Whatever the past situation, it's obvious that today's Jamaican society is primarily a female construct. Take the fact that 85 per cent of children are born out of wedlock and less than 50 per cent have registered fathers. Since few children are the product of rape, these statistics must be the result of collective female decisions. It's always the woman who decides if intercourse will take place and if contraceptives are used.

current law

The current law only allows the mother to put a man's name on the birth certificate if he agrees. In April, Prime Minister Bruce Golding loudly promised fast-track legislation that would permit the father's name to be registered without his permission - with court-ordered DNA tests if he objects. "Give me three months!" the PM proclaimed. Almost seven have passed and we've heard nothing more.

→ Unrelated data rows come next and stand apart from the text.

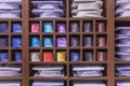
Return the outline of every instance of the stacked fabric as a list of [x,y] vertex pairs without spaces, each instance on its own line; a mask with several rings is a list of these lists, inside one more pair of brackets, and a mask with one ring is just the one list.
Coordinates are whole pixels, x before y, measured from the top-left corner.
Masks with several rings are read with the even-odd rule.
[[116,16],[117,17],[130,16],[130,0],[116,0]]
[[117,66],[116,71],[117,76],[130,76],[130,64]]
[[0,18],[21,18],[22,0],[0,0]]
[[0,67],[0,76],[20,76],[21,68],[14,66]]
[[1,81],[0,86],[21,86],[18,81]]
[[103,76],[103,66],[73,66],[74,76]]
[[130,27],[116,28],[116,60],[130,60]]
[[42,82],[34,81],[31,86],[65,86],[64,82]]
[[101,0],[74,0],[72,4],[73,17],[103,17],[103,1]]
[[34,76],[55,77],[64,76],[63,66],[36,66],[32,68],[36,72]]
[[116,86],[130,86],[130,82],[117,82]]
[[64,16],[64,4],[63,1],[50,0],[50,1],[31,1],[36,6],[32,9],[32,13],[36,17],[63,17]]
[[106,86],[103,82],[74,82],[74,86]]

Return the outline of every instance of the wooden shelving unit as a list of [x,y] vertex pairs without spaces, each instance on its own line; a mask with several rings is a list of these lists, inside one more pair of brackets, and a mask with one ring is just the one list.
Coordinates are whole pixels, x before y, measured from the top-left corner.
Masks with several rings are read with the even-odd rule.
[[[30,4],[31,0],[22,0],[22,19],[1,19],[0,23],[8,23],[9,24],[9,32],[8,33],[0,33],[0,37],[5,37],[9,39],[9,46],[8,47],[0,47],[1,51],[5,51],[9,53],[9,61],[8,62],[0,62],[0,64],[13,64],[13,66],[22,66],[22,76],[13,76],[13,77],[0,77],[0,81],[22,81],[22,86],[31,86],[32,82],[35,80],[37,81],[63,81],[65,82],[65,86],[73,86],[72,83],[76,81],[103,81],[106,83],[106,86],[116,86],[116,81],[125,81],[130,80],[130,77],[116,77],[115,76],[115,66],[116,64],[123,64],[123,63],[130,63],[129,61],[115,61],[115,24],[116,22],[130,22],[129,17],[126,18],[116,18],[115,17],[115,1],[114,0],[103,0],[104,1],[104,17],[83,17],[83,18],[73,18],[70,17],[70,4],[73,0],[63,0],[64,4],[66,5],[66,12],[65,17],[62,18],[32,18],[30,13]],[[42,24],[44,22],[51,22],[53,23],[53,32],[52,33],[46,33],[42,32]],[[76,22],[79,23],[79,32],[70,32],[70,23]],[[93,31],[91,32],[84,32],[83,31],[83,23],[90,22],[92,23]],[[105,23],[105,32],[98,32],[96,31],[96,23],[103,22]],[[13,33],[12,32],[12,23],[21,23],[23,32],[22,33]],[[30,24],[31,23],[38,23],[40,25],[40,31],[39,32],[30,32]],[[56,32],[56,24],[57,23],[65,23],[67,31],[64,33]],[[22,47],[14,48],[11,46],[11,40],[13,37],[21,37],[22,38]],[[40,47],[30,47],[30,38],[31,37],[38,37],[40,39]],[[43,47],[42,45],[42,39],[44,37],[51,37],[53,39],[53,47],[48,48]],[[67,39],[67,46],[66,47],[57,47],[56,46],[56,38],[58,37],[65,37]],[[70,47],[70,37],[78,37],[79,38],[79,46],[77,47]],[[93,39],[93,45],[91,47],[84,47],[83,45],[83,38],[84,37],[92,37]],[[98,38],[99,37],[105,37],[106,38],[106,45],[104,47],[98,46]],[[12,52],[13,51],[22,51],[22,62],[14,61]],[[54,60],[54,62],[43,62],[41,61],[31,61],[30,60],[30,52],[39,52],[41,59],[42,59],[42,53],[44,51],[51,51],[53,52],[54,59],[56,58],[56,52],[58,51],[65,51],[67,53],[66,55],[66,61],[58,62]],[[77,51],[80,52],[80,59],[79,61],[73,62],[70,61],[70,52]],[[84,60],[83,52],[91,51],[93,53],[93,59],[92,61]],[[106,52],[106,60],[104,61],[98,61],[98,51],[105,51]],[[30,74],[31,67],[34,66],[44,66],[44,64],[53,64],[53,66],[64,66],[66,70],[66,74],[64,77],[38,77],[32,76]],[[103,64],[105,67],[105,74],[102,77],[75,77],[72,76],[72,66],[75,64]]]

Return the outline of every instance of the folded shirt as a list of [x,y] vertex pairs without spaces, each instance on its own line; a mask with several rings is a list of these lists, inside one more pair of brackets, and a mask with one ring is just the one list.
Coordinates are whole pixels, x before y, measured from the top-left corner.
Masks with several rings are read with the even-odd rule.
[[0,2],[8,2],[8,3],[11,3],[11,2],[22,2],[22,0],[0,0]]
[[101,71],[74,71],[74,76],[102,76],[103,73]]
[[0,18],[21,18],[17,13],[1,13]]
[[100,9],[102,8],[103,2],[95,2],[95,3],[80,3],[78,4],[78,10],[88,10],[88,9]]
[[79,12],[77,15],[73,15],[73,17],[103,17],[103,16],[96,14],[89,14],[87,12]]
[[0,76],[18,76],[21,74],[20,67],[0,67]]
[[63,10],[38,10],[34,9],[31,11],[34,14],[38,14],[39,17],[62,17],[64,12]]
[[130,82],[123,81],[123,82],[117,82],[117,86],[130,86]]
[[42,82],[35,81],[31,86],[64,86],[64,82]]
[[74,2],[95,2],[101,0],[74,0]]
[[116,70],[117,71],[122,71],[122,70],[125,70],[125,71],[129,71],[130,70],[130,64],[123,64],[123,66],[116,66]]
[[21,82],[15,81],[1,81],[0,86],[21,86]]
[[0,71],[0,76],[18,76],[22,75],[20,71]]
[[35,71],[54,71],[54,70],[63,70],[63,66],[36,66],[32,68]]
[[52,76],[64,76],[63,71],[38,71],[34,74],[35,76],[46,76],[46,77],[52,77]]
[[16,10],[20,9],[17,3],[0,3],[0,10]]
[[125,11],[119,14],[119,17],[128,17],[128,16],[130,16],[130,11]]
[[0,10],[0,13],[22,13],[21,9],[18,10]]
[[102,15],[103,10],[73,10],[72,14],[78,14],[79,12],[86,12],[88,14]]
[[74,86],[106,86],[103,82],[74,82]]
[[31,12],[35,17],[63,17],[64,4],[63,1],[31,1],[36,6]]
[[103,66],[73,66],[73,71],[103,71]]

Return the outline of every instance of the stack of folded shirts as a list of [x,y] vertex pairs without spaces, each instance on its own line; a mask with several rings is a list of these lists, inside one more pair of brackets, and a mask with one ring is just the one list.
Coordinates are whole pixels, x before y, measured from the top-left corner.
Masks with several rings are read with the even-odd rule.
[[106,86],[103,82],[74,82],[74,86]]
[[103,17],[103,1],[101,0],[74,0],[72,4],[73,17]]
[[103,66],[74,66],[74,76],[103,76]]
[[130,60],[130,27],[116,28],[116,60]]
[[0,18],[21,18],[22,0],[0,0]]
[[130,0],[116,0],[116,6],[117,17],[130,16]]
[[130,64],[117,66],[116,71],[117,76],[130,76]]
[[42,82],[34,81],[31,86],[65,86],[64,82]]
[[32,9],[35,17],[63,17],[64,16],[64,4],[63,1],[49,0],[49,1],[31,1],[36,6]]
[[20,67],[0,67],[0,76],[18,76],[21,74]]
[[18,81],[1,81],[0,86],[21,86],[21,82]]
[[117,82],[116,86],[130,86],[130,82]]
[[32,68],[32,70],[36,72],[34,76],[64,76],[63,66],[36,66]]

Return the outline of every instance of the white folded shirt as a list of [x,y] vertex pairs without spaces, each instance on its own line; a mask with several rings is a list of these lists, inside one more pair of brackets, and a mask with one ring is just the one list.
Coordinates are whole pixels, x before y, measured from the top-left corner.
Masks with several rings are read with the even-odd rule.
[[16,10],[20,9],[17,3],[0,3],[0,10]]

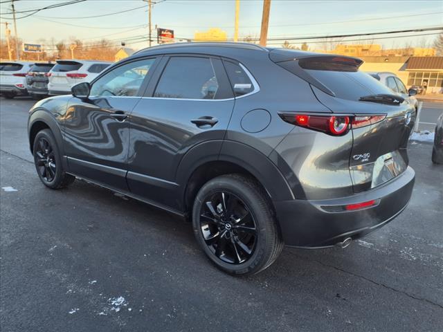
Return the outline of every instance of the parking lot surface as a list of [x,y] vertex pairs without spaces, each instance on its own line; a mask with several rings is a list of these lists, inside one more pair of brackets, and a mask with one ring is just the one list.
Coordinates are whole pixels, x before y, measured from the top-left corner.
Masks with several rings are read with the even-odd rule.
[[46,188],[27,141],[33,102],[0,103],[2,331],[441,331],[443,165],[431,145],[410,144],[413,197],[386,227],[345,250],[286,248],[239,278],[176,216],[84,181]]

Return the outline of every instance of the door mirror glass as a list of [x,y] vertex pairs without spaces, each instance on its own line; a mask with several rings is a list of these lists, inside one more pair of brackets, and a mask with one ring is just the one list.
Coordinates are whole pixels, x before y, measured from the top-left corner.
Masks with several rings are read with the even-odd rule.
[[91,84],[88,82],[83,82],[74,85],[71,88],[71,91],[74,97],[82,100],[87,99],[91,92]]
[[417,90],[415,90],[415,89],[410,89],[408,91],[408,93],[409,94],[409,95],[415,95],[417,94]]

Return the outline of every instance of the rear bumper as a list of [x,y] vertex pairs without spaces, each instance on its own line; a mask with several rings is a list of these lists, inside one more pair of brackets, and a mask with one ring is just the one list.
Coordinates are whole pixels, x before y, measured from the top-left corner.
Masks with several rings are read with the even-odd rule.
[[28,94],[28,91],[26,88],[20,89],[12,84],[0,85],[0,93],[5,92],[14,93],[15,95],[26,95]]
[[[411,167],[395,179],[372,190],[349,197],[322,201],[274,202],[285,243],[321,248],[345,239],[364,237],[395,218],[408,205],[415,178]],[[346,205],[379,200],[376,206],[355,211],[327,212],[322,207]]]

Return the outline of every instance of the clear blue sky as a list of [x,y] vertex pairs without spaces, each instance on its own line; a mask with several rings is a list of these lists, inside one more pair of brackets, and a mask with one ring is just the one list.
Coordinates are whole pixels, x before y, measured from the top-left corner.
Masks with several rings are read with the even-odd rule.
[[[66,1],[19,0],[15,2],[15,7],[16,10],[21,11]],[[153,0],[154,2],[159,1]],[[144,8],[118,15],[73,18],[105,15],[144,5],[146,5]],[[240,1],[240,37],[259,37],[262,6],[262,0]],[[10,8],[10,3],[1,5],[2,17],[10,17],[8,15]],[[178,37],[192,38],[196,30],[204,31],[216,27],[226,31],[228,38],[233,38],[234,11],[234,0],[165,0],[153,6],[152,24],[173,29]],[[17,17],[24,15],[18,14]],[[2,37],[5,36],[3,24],[5,21],[1,19]],[[6,21],[12,23],[12,19]],[[42,39],[49,42],[52,37],[56,42],[63,39],[67,42],[71,37],[84,41],[104,37],[115,42],[128,40],[128,46],[140,48],[145,46],[147,42],[131,44],[129,39],[145,36],[147,22],[147,3],[142,0],[87,0],[42,10],[18,19],[17,32],[20,38],[30,43],[39,42]],[[442,0],[271,0],[268,37],[331,35],[437,26],[443,26]],[[13,33],[12,26],[10,28]],[[374,42],[383,44],[385,48],[392,48],[402,47],[406,43],[420,46],[425,42],[432,42],[435,36],[424,36],[377,40],[374,37]],[[312,48],[320,47],[320,44],[307,42]],[[280,45],[282,42],[277,44]]]

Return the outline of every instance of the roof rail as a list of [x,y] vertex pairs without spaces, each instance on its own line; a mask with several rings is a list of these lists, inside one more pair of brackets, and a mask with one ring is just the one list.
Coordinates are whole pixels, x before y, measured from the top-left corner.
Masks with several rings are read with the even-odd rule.
[[233,48],[245,48],[245,49],[249,49],[249,50],[265,50],[266,52],[269,51],[267,48],[260,46],[260,45],[257,45],[255,44],[235,43],[235,42],[189,42],[189,43],[174,43],[174,44],[165,44],[163,45],[156,45],[155,46],[142,48],[141,50],[138,50],[134,54],[138,54],[142,52],[146,52],[151,50],[157,50],[157,49],[163,49],[163,48],[181,48],[181,47],[233,47]]

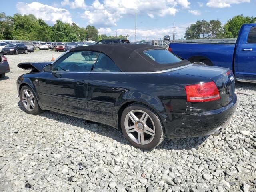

To my knowledge, no commentator has even thought the matter worthy of discussion. One can perhaps understand the male reticence, since who knows what skeletons are in which closets? However, astonishingly, not a single woman of prominence has come out in support of a law accepted as the norm in most 'civilised countries'.

Our female Parliamentarians such as Portia Simpson Miller, Olivia Grange and Lisa Hanna have remained deafeningly silent on the issue. So have feminist activists like Glenda Simms and Carolyn Cooper, and human rights advocates such as Carolyn Gomes and Yvonne McCalla-Sobers.

(The United Nations Declaration of the Rights of the Child says that the child "shall, wherever possible, grow up in the care and under the responsibility of his parents". So how come otherwise vociferous human rights groups like Jamaicans For Justice completely ignore the fact that most Jamaican children don't even have a legal father?)

With men increasingly outmatched on all fronts - educationally, emotionally and sexually - it's clear that only women can bring about real change in this country. However, where is the evidence of them wanting to do so? Action, or the lack of it, speaks louder than words.